This study examines the technical efficiency of the Ethiopian manufacturing sector using establishment-level census panel data over the period of 2000 to 2009. The “true” random effects stochastic frontier model (Greene, 2005a,b), which can disentangle time-varying technical inefficiency from time-invariant unobserved heterogeneity, and the conventional fixed and random effects models are used to estimate efficiency for the aggregated and individual industry groups. The results indicate that efficiency estimates are sensitive to model specifications of firm-specific unobserved heterogeneity. We find a significant gap in efficiency estimates between the “true” random effects model and the fixed and random effects models, which would imply considerable heterogeneity of manufacturing firms in Ethiopia. Our results suggest that firm-specific heterogeneity would be particularly significant in the food and beverages, non-metals, and furniture industries. We also show that the production of the Ethiopian manufacturing sector is largely responsive to changes in intermediate inputs compared to labor and capital inputs. The estimated technical efficiency considerably varies across firms within an industry suggesting a significant potential for improving efficiency in the sector.

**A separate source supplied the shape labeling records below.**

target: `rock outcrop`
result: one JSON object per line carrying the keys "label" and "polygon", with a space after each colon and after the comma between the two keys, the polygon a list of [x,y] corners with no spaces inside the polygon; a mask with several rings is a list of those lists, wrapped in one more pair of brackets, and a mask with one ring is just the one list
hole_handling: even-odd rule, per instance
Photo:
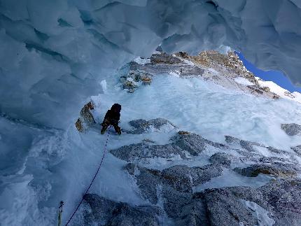
{"label": "rock outcrop", "polygon": [[158,118],[150,120],[138,119],[129,122],[133,130],[127,130],[126,132],[132,134],[141,134],[154,131],[170,131],[176,129],[176,126],[169,120]]}
{"label": "rock outcrop", "polygon": [[296,123],[282,124],[281,129],[289,136],[301,135],[301,125]]}
{"label": "rock outcrop", "polygon": [[84,105],[80,112],[80,117],[75,123],[76,127],[78,132],[83,132],[91,125],[95,124],[93,115],[91,110],[94,108],[94,104],[92,101]]}
{"label": "rock outcrop", "polygon": [[[140,134],[147,131],[146,125],[149,122],[137,120],[130,124],[134,134]],[[150,124],[160,128],[167,122],[153,120]],[[227,145],[179,131],[167,144],[146,141],[111,150],[114,156],[127,162],[124,170],[133,178],[141,197],[150,204],[132,206],[89,195],[85,197],[90,209],[84,215],[87,225],[300,225],[301,180],[298,176],[301,169],[293,162],[294,154],[229,136],[225,136],[225,141]],[[208,150],[216,153],[206,156]],[[292,150],[298,155],[300,148],[297,146]],[[160,169],[144,164],[155,157],[170,159],[177,155],[187,161],[201,155],[209,164],[195,167],[175,164]],[[248,167],[237,167],[241,164]],[[226,187],[195,192],[212,179],[223,177],[224,170],[248,178],[267,175],[270,182],[267,181],[261,187]],[[158,221],[163,216],[169,218],[169,223]]]}
{"label": "rock outcrop", "polygon": [[85,225],[160,225],[158,216],[162,213],[158,206],[132,206],[95,194],[87,194],[83,198],[90,210],[84,212]]}
{"label": "rock outcrop", "polygon": [[[140,122],[138,125],[140,125]],[[171,139],[171,142],[164,145],[153,145],[145,142],[132,144],[112,150],[111,153],[116,157],[132,162],[154,157],[172,158],[176,155],[186,160],[188,158],[187,155],[197,156],[205,150],[207,146],[222,150],[227,148],[222,143],[206,140],[198,134],[183,132],[179,132],[174,136]]]}
{"label": "rock outcrop", "polygon": [[[154,75],[170,74],[180,78],[201,77],[227,88],[242,90],[255,96],[279,98],[268,87],[259,85],[254,75],[246,70],[234,52],[224,55],[208,50],[197,56],[190,56],[183,52],[172,55],[159,52],[153,54],[150,60],[150,63],[143,64],[136,62],[129,64],[128,73],[120,78],[124,89],[134,92],[141,84],[150,84]],[[237,78],[243,81],[238,81]]]}
{"label": "rock outcrop", "polygon": [[272,175],[276,177],[287,178],[296,176],[300,169],[293,164],[276,162],[271,164],[253,164],[246,168],[235,168],[239,174],[250,177],[258,176],[259,174]]}
{"label": "rock outcrop", "polygon": [[127,75],[120,77],[122,88],[132,93],[141,85],[150,85],[153,75],[140,71],[131,70]]}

We discuss that the major problem for the variation in efficiency is the inability of firms to operate at their full production capacity, which was mainly caused by shortage of raw material supply. Generally, it is important to differentiate between inefficiency and unobserved heterogeneity in a stochastic frontier framework when firms operate under diverse social, industrial and environmental conditions.

Suggested Citation

  • Hailu, Kidanemariam Berhe & Tanaka, Makoto, 2015. "A “true” random effects stochastic frontier analysis for technical efficiency and heterogeneity: Evidence from manufacturing firms in Ethiopia," Economic Modelling, Elsevier, vol. 50(C), pages 179-192.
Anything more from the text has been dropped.